Personal information
- Full name: Antonio Brogno
- Date of birth: 19 July 1973 (age 53)
- Place of birth: Charleroi, Belgium
- Position: Striker

Senior career*
- Years: Team / Apps / (Gls)
- 1993–1994: R.A. Marchienne
- 1994–1995: Charleroi / 5 / (0)
- 1995–1997: Olympic Charleroi / 62 / (25)
- 1997–2000: Westerlo / 84 / (49)
- 2000–2002: Sedan / 29 / (8)
- 2002–2005: Westerlo / 61 / (17)
- 2005–2006: Charleroi / 55 / (9)
- 2006–2008: OH Leuven / 53 / (24)
- 2008–2009: Olympic Charleroi / 28 / (5)

International career
- 1998–2000: Belgium / 7 / (0)

= Toni Brogno =

Belgian footballer (born 1973)

Antonio "Toni" Brogno (born 19 July 1973) is a Belgian former professional footballer who played as a striker.

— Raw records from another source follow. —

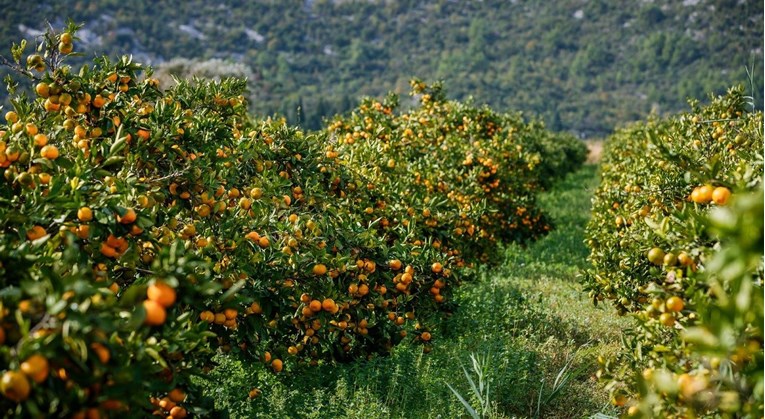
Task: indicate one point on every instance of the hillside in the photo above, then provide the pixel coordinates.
(562, 60)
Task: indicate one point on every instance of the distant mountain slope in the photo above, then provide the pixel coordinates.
(583, 65)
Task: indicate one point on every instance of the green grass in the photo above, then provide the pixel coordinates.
(528, 317)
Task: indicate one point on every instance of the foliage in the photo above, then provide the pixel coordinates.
(542, 325)
(652, 255)
(145, 230)
(584, 67)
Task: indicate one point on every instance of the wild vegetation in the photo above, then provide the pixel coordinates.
(145, 230)
(583, 67)
(166, 248)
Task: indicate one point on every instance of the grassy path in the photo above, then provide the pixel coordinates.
(525, 321)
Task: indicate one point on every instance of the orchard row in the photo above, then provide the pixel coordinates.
(144, 230)
(676, 240)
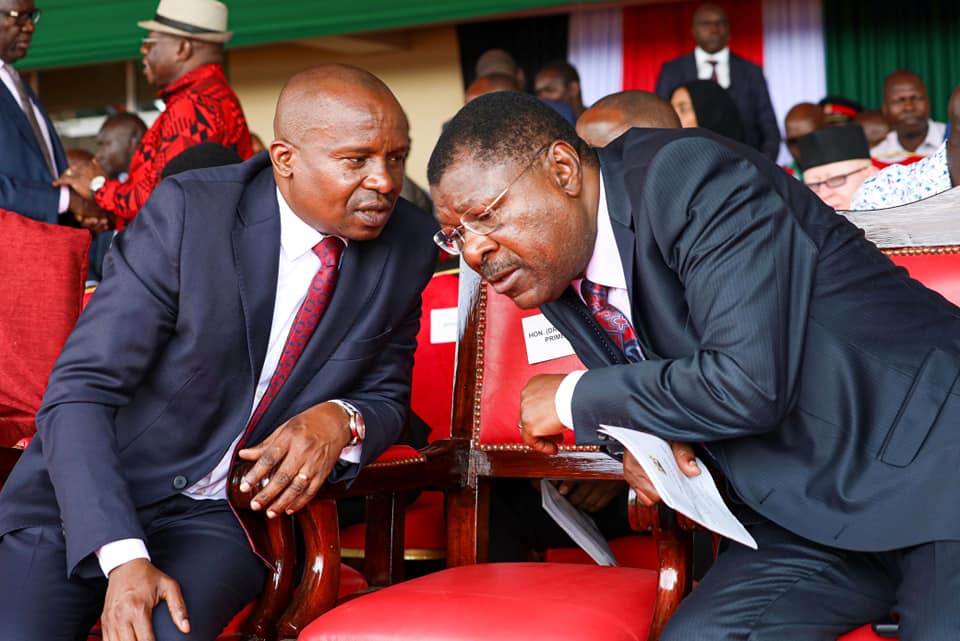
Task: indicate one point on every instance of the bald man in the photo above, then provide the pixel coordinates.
(612, 115)
(266, 310)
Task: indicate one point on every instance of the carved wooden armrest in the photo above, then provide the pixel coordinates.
(675, 554)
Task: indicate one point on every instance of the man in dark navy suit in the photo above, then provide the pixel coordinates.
(712, 59)
(32, 156)
(266, 310)
(717, 301)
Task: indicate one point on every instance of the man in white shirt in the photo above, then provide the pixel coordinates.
(267, 311)
(907, 109)
(712, 60)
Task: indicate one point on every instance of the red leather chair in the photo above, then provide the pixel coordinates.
(431, 398)
(42, 269)
(459, 602)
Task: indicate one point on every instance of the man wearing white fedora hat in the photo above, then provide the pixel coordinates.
(183, 57)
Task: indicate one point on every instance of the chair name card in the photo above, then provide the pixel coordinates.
(443, 325)
(543, 341)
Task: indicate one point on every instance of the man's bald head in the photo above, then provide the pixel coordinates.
(306, 96)
(489, 84)
(342, 140)
(612, 115)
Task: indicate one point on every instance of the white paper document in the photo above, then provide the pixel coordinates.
(581, 528)
(696, 497)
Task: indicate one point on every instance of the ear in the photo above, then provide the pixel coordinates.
(566, 167)
(282, 156)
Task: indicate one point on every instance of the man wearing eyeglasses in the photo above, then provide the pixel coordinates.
(182, 56)
(716, 301)
(31, 156)
(835, 162)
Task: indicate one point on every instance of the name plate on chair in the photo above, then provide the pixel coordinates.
(544, 342)
(443, 325)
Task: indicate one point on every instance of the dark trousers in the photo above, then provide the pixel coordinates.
(791, 589)
(198, 543)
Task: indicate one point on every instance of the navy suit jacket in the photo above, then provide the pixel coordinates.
(820, 376)
(748, 88)
(24, 175)
(159, 375)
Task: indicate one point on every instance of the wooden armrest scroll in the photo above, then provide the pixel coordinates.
(675, 552)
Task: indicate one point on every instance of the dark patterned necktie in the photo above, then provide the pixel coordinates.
(612, 320)
(308, 316)
(27, 107)
(713, 71)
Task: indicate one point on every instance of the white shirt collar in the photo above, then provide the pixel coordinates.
(605, 267)
(296, 237)
(722, 57)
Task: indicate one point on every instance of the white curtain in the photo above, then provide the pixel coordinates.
(793, 56)
(596, 50)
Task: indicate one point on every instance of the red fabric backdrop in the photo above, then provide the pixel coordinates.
(655, 33)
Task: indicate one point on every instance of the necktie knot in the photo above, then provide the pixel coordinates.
(328, 251)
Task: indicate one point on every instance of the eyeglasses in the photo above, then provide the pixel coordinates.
(834, 182)
(21, 18)
(450, 239)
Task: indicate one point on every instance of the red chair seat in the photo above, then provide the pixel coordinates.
(425, 531)
(573, 602)
(862, 634)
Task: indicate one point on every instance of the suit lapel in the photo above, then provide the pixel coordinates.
(360, 274)
(256, 243)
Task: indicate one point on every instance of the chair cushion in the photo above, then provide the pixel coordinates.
(485, 603)
(862, 634)
(42, 268)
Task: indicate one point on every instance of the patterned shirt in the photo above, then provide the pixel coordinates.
(200, 107)
(900, 184)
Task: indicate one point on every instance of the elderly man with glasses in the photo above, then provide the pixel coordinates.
(835, 162)
(32, 156)
(183, 57)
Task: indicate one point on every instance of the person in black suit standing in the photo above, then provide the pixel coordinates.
(716, 301)
(712, 60)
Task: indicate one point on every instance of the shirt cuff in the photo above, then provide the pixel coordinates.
(351, 453)
(64, 203)
(117, 553)
(563, 401)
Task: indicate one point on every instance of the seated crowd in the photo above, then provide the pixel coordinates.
(264, 313)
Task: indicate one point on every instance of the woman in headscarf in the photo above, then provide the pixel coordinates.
(704, 103)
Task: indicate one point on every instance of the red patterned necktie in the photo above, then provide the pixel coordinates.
(308, 316)
(612, 320)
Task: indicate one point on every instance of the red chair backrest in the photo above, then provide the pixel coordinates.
(504, 369)
(936, 267)
(42, 269)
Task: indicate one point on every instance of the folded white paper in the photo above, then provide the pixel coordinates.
(696, 497)
(579, 525)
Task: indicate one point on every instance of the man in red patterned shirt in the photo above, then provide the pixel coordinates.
(183, 56)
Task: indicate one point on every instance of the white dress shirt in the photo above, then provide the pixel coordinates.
(64, 202)
(606, 269)
(297, 267)
(890, 150)
(705, 69)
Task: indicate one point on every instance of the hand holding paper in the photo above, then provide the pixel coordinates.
(696, 497)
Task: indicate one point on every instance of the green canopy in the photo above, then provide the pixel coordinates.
(75, 32)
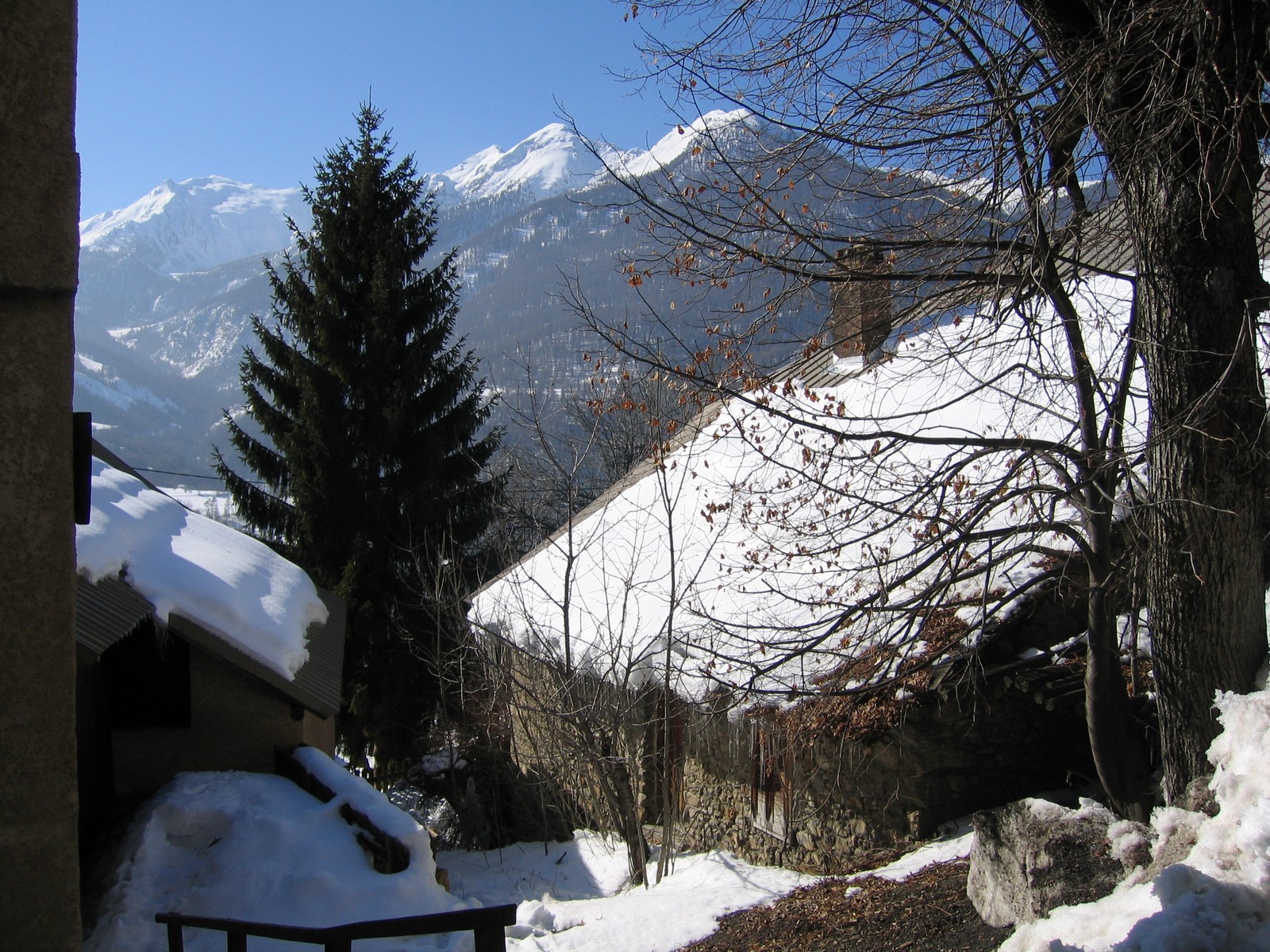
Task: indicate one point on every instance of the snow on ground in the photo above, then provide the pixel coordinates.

He played for Sedan, OH Leuven, Westerlo, Sporting Charleroi, where his brother Dante Brogno was an assistant manager, and Olympic Charleroi. He finished top scorer of the Belgian First Division in 1999–2000 with the same number of goals (30) as Ole Martin Årst. He also played for the national football team seven times.